Electrical stimulation has been demonstrated to have beneficial effects in skin tissue repair. However, most electrical stimulations are applied with percutaneous electrode, which is prone to causing serious trauma. Using non-contact electrical stimulation (NCES) is expected to reduce the potential risk. In this study, NCES was expediently exerted by a self-designed practical device.
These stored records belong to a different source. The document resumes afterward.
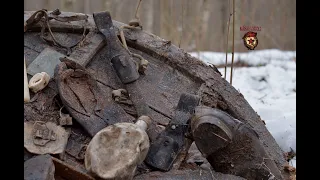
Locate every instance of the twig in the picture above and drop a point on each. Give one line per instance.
(225, 67)
(182, 15)
(137, 10)
(232, 41)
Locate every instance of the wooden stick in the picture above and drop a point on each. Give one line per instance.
(232, 42)
(225, 67)
(26, 85)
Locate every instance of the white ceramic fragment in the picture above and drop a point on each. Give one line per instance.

Electrode plates of 10-cm spacing with appropriate side lengths of 21 and 30 cm were selected by EF distribution analysis for applying NCES to cells and mice, respectively, and the real EF strengths were measured. The change of loading voltage which had no effect on the regular pattern of EF distribution could be used as a single factor to explore the effect of NCES on wound healing. It was subsequently demonstrated that 53 mV mm⁻¹ NCES facilitated the migration and proliferation of HaCaT cells and HDFs in vitro, and the M2-type polarization of macrophages. Moreover, 54 and 84 mV mm⁻¹ NCESs accelerated the wound healing rate of model mice from the perspective of reducing scarring, enhancing collagen synthesis and increasing angiogenesis in vivo. The promoting role of NCES in wound healing showed the potential to initiate new possibilities for the clinical treatment of skin tissue injuries.

已证明电刺激在皮肤组织修复中具有有益效果。然而，大多数电刺激都是通过经皮电极进行的，容易造成严重的创伤。使用非接触式电刺激 (NCES) 有望降低潜在风险。在本研究中，通过自行设计的实用装置方便地发挥了 NCES。通过 EF 分布分析选择间距为 10 cm、边长为 21 和 30 cm 的电极板，分别将 NCES 应用于细胞和小鼠，并测量实际的 EF 强度。负载电压的变化对 EF 分布的规律性没有影响，可作为单因素探讨 NCES 对伤口愈合的影响。随后证明，53 mV mm ^-1NCES促进体外HaCaT细胞和HDF的迁移和增殖，以及巨噬细胞的M2型极化。此外，54和84 mV mm ^-1 NCESs从减少瘢痕形成、增强胶原合成和增加体内血管生成的角度加速了模型小鼠的伤口愈合速度。NCES在伤口愈合中的促进作用显示了为皮肤组织损伤的临床治疗开辟新的可能性的潜力。